L’honorable préopinant s’est élevé en second lieu contre la réduction introduite dans le tarif du chemin de fer et contre l’ « absurde popularité » que nous voulons retirer, suivant lui, de la facilité des transports par cette voie nationale ; il voudrait que les tarifs actuels fussent augmentés afin d’apporter des ressources nouvelles au trésor public.

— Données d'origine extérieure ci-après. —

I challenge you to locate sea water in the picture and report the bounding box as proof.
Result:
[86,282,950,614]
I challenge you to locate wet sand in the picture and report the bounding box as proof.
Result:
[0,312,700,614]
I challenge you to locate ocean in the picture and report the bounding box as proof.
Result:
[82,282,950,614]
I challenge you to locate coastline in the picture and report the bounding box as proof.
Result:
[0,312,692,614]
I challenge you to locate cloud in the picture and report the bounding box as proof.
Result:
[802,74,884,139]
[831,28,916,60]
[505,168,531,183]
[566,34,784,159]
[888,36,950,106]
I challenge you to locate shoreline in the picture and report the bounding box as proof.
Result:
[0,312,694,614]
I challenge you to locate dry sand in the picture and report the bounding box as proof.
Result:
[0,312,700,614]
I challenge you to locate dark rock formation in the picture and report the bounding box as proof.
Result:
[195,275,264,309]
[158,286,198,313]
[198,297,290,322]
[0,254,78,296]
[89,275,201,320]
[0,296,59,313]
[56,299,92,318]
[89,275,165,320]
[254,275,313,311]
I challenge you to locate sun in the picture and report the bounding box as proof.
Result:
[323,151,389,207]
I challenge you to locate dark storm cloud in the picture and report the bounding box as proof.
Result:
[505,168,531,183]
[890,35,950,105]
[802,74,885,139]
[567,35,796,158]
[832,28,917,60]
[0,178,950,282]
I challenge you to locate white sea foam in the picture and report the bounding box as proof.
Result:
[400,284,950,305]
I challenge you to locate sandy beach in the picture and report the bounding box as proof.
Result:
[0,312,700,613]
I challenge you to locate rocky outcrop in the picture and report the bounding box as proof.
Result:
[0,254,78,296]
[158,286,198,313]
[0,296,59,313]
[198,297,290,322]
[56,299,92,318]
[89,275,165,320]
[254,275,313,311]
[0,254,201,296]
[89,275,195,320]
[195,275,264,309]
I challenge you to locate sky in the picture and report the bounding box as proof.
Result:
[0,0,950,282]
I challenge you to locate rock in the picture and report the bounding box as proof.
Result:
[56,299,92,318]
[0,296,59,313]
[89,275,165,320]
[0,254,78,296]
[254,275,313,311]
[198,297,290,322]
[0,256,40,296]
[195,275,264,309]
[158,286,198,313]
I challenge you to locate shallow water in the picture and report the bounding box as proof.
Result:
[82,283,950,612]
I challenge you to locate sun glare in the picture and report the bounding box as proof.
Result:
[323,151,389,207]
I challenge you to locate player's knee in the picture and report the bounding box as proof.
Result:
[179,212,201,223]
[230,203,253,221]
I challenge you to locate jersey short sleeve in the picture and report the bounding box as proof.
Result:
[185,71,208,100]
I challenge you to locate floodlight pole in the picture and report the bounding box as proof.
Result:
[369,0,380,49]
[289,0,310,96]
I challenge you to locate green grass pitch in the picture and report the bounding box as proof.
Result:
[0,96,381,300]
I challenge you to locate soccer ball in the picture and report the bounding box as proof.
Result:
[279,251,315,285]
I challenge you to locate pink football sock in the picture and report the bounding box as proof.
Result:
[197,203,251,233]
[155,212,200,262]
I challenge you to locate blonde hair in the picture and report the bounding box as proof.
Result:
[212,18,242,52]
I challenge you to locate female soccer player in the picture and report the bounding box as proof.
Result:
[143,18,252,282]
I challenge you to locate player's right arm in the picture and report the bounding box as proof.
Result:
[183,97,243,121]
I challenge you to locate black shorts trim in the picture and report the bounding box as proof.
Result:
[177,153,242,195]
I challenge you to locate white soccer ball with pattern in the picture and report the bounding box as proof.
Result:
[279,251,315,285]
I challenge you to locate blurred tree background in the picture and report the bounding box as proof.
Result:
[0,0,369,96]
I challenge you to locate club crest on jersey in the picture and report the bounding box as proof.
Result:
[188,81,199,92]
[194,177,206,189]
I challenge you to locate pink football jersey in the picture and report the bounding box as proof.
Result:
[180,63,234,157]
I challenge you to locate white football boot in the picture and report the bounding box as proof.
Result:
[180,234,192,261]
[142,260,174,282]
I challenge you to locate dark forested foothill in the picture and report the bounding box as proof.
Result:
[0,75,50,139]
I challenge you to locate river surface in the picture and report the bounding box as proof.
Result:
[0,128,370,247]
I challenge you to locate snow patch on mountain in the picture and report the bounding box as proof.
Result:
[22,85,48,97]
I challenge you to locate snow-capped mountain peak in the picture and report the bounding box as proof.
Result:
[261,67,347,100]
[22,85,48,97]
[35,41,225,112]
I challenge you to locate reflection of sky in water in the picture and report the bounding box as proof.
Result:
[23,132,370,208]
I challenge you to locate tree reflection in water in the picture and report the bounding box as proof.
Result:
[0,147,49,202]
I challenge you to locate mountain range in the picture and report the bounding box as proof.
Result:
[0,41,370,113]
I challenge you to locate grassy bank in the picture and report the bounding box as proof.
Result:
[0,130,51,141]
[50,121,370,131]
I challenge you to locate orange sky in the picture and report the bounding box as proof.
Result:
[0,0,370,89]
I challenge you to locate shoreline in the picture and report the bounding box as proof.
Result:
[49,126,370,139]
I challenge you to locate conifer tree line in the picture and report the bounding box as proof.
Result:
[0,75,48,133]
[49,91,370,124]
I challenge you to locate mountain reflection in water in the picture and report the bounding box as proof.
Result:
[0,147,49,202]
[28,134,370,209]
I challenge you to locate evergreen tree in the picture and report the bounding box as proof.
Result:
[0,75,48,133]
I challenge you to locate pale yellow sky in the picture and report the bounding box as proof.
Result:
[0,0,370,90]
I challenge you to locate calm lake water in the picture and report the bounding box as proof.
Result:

Jusqu’ici, messieurs, les tarifs du chemin de fer, en ce qui concerne les voyageurs, n’ont subi, de ma part, aucune espèce de modification. J’avais eu autrefois occasion de m’expliquer sur les effets désavantageux que j’attribuais à l’augmentation des tarifs du chemin de fer ; augmentations qui avaient eu lieu, je le reconnais, dans des intentions louables, dans le but de procurer plus de ressources au trésor, augmentation toutefois qui, suivant moi, n’a pas obtenu le résultat qu’on s’en était promis.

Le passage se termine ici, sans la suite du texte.